Beyond past confusions
Over the last year, I wrote and thought many confused and confusing ideas on the relationship between goal-directedness of behavior. In the linked post for example, I defended a deconfusion of goal-directdness solely in terms of behavior; in doing so, I might pass for a behaviorist (someone thinking that mental constructs are not needed and so don't exist), or look like I imply that we should never use internal knowledge of our models to determine goal-directedness. Without even mentioning the factual errors.
So here is my attempt at a short and clear explanation of the link I see between goal-directedness and behavior. If you're confused by this take, or believe me to be confused, I would really appreciate a comment. My goal isn't to prove that I'm obviously right, just to get less confused and hopefully help lift the fog of confusion for everyone.
Thanks to Jack Koch for a recent discussion that reminded me of this issue, and to Richard Ngo for giving me food for thought on this subject with his comments.
Behavior in all its glory
What's my take? I think that when we talk about goal-directedness, what we really care about is a range of possible behaviors, some of which we worry about in the context of alignment and safety. We might for example think that goal-directed systems have convergent subgoals, which tells us how they could lack corrigibility and cause catastrophic outcomes. that such a goal-directed system could follow.
My entire point is that for deconfusing goal-directedness, we want a better understanding of this range of behaviors. At the moment, when thinking about a given behavior, I don't know whether that's the sort of thing a goal-directed system would do. And it seems problematic both for understanding the risks of goal-directed systems, and for detecting them.
Note that even a purely structural definition of goal-directedness would constrain the structure such that the system behave in a certain way. So even if we want a structural definition, clarifying the range of behaviors sounds like progress.
What I'm not saying
- We shouldn't ascribe any cognition to the system, just find rules of association for its behavior (aka Behaviorism)
- That's not even coherent with my favored approach to goal-directedness, the intentional stance. Dennett clearly ascribes beliefs and desires to beings and systems; his point is that the ascription is done based on the behavior and the circumstances.

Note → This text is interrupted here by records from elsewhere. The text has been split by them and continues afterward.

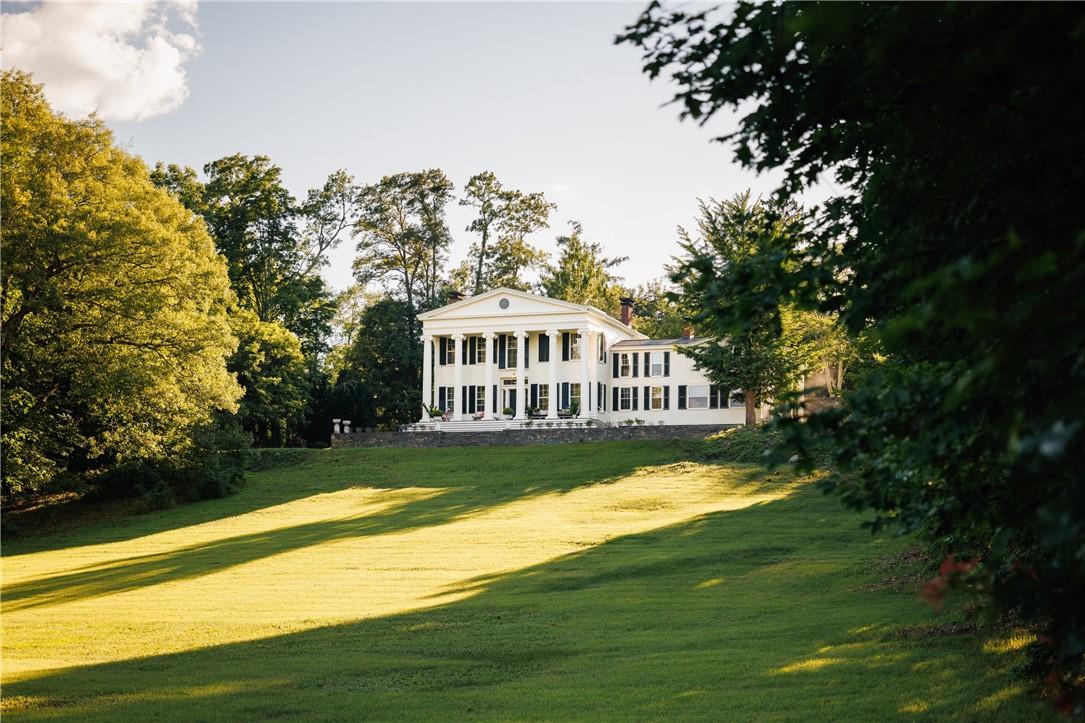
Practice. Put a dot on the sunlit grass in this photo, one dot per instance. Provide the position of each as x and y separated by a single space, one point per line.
584 581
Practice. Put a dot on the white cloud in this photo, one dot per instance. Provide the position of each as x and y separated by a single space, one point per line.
124 60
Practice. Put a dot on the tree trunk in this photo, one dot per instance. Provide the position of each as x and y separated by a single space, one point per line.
482 258
751 402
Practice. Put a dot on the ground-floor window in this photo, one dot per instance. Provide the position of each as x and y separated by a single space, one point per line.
446 398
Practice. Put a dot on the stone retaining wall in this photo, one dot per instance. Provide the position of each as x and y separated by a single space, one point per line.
530 435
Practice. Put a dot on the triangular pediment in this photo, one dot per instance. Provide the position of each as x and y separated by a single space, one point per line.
503 302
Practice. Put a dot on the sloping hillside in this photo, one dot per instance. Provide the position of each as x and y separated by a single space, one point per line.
587 581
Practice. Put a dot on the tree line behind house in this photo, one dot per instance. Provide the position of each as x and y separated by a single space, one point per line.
152 317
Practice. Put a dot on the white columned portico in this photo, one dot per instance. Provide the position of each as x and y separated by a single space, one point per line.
426 376
551 409
458 376
521 402
585 358
490 337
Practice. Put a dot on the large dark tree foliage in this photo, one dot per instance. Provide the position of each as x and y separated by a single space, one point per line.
955 134
384 363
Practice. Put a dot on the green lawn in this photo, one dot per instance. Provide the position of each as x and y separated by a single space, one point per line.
594 581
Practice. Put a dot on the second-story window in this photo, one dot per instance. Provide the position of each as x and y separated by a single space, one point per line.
511 355
656 362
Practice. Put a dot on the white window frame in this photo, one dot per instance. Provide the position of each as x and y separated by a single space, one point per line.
655 364
512 352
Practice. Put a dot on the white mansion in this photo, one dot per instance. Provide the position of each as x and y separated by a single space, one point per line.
508 358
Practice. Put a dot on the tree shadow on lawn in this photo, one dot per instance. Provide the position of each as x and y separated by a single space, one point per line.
754 613
462 485
307 472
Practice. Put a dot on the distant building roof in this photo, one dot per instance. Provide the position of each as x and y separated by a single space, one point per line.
661 342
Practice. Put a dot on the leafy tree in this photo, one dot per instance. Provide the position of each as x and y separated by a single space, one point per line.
582 274
658 314
114 303
385 360
510 216
955 241
401 233
328 213
768 355
432 191
270 366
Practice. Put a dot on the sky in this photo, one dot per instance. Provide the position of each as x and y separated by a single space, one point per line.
538 93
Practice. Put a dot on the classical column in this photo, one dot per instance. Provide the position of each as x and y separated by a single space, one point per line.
458 376
594 371
426 376
490 340
521 402
585 359
551 410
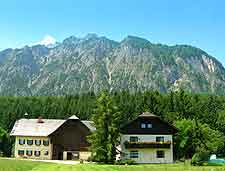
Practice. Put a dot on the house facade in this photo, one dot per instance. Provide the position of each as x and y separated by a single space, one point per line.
49 139
147 139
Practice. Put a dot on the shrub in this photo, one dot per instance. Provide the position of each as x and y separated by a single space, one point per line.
81 161
200 158
125 162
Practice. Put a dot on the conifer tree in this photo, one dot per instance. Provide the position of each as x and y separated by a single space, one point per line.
107 122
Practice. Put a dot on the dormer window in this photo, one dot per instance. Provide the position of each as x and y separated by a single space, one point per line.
29 142
21 141
143 125
159 139
149 125
133 139
146 125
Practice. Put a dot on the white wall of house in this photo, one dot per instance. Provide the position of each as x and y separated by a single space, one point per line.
148 155
42 148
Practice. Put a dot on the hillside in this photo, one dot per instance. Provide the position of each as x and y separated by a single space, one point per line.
94 63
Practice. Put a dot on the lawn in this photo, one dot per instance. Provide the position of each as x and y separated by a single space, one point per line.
22 165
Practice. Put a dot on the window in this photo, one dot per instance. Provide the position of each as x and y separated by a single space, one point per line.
21 141
38 142
160 154
146 125
46 153
133 139
29 152
159 139
29 142
149 125
37 153
133 154
20 152
143 125
45 142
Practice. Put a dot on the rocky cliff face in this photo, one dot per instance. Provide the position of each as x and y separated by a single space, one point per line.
95 63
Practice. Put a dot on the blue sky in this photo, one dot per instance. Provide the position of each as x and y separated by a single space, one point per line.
200 23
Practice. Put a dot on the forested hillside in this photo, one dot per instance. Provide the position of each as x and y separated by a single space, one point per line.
200 118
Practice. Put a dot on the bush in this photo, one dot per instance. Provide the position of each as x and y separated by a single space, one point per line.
200 158
125 162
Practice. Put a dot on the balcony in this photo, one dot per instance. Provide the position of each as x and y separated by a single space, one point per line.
166 144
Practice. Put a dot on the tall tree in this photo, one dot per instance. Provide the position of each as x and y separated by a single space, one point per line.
107 122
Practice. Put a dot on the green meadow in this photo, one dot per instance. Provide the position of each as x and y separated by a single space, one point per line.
24 165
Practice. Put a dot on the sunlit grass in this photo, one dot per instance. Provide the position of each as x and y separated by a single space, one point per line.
24 165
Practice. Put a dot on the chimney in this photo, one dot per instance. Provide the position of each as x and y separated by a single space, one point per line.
40 120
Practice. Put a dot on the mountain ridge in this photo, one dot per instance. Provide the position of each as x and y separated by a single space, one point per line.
93 63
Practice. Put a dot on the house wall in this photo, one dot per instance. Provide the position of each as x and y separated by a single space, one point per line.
34 148
148 155
71 136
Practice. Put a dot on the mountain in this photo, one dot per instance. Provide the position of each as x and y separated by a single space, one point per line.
94 63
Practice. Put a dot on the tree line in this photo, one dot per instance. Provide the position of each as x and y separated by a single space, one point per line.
199 118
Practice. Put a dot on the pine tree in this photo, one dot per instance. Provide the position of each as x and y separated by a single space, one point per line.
107 122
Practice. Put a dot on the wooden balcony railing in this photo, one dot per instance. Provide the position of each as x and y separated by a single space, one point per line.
129 144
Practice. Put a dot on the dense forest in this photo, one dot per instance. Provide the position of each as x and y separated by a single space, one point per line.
200 118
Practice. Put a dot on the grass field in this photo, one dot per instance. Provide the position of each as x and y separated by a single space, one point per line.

- Nothing but the behavior is useful to check goal-directedness.
- Even in my original confused post, I point out that structural knowledge about the system is probably necessary to check goal-directedness, as its probably the only tractable way of finding out what the system will do.
- I hadn't thought about it last year, but I see more and more the value of thinking about the justified beliefs that the system might have, due to its training data, learning algorithm and inductive biases. (This is an idea of Paul with ties to universality)
How I could be wrong
The main crux I see about this take on behavior is whether it's even possible or tractable to deconfuse and formalize the range of behaviors of goal-directed systems. No matter how useful a formalization would be, if we can't get it, we should turn to other approaches.
That being said, I haven't seen any convincing argument that it's impossible, and the more I dig, the more stuff I find, so I am quite convinced that some progress is possible.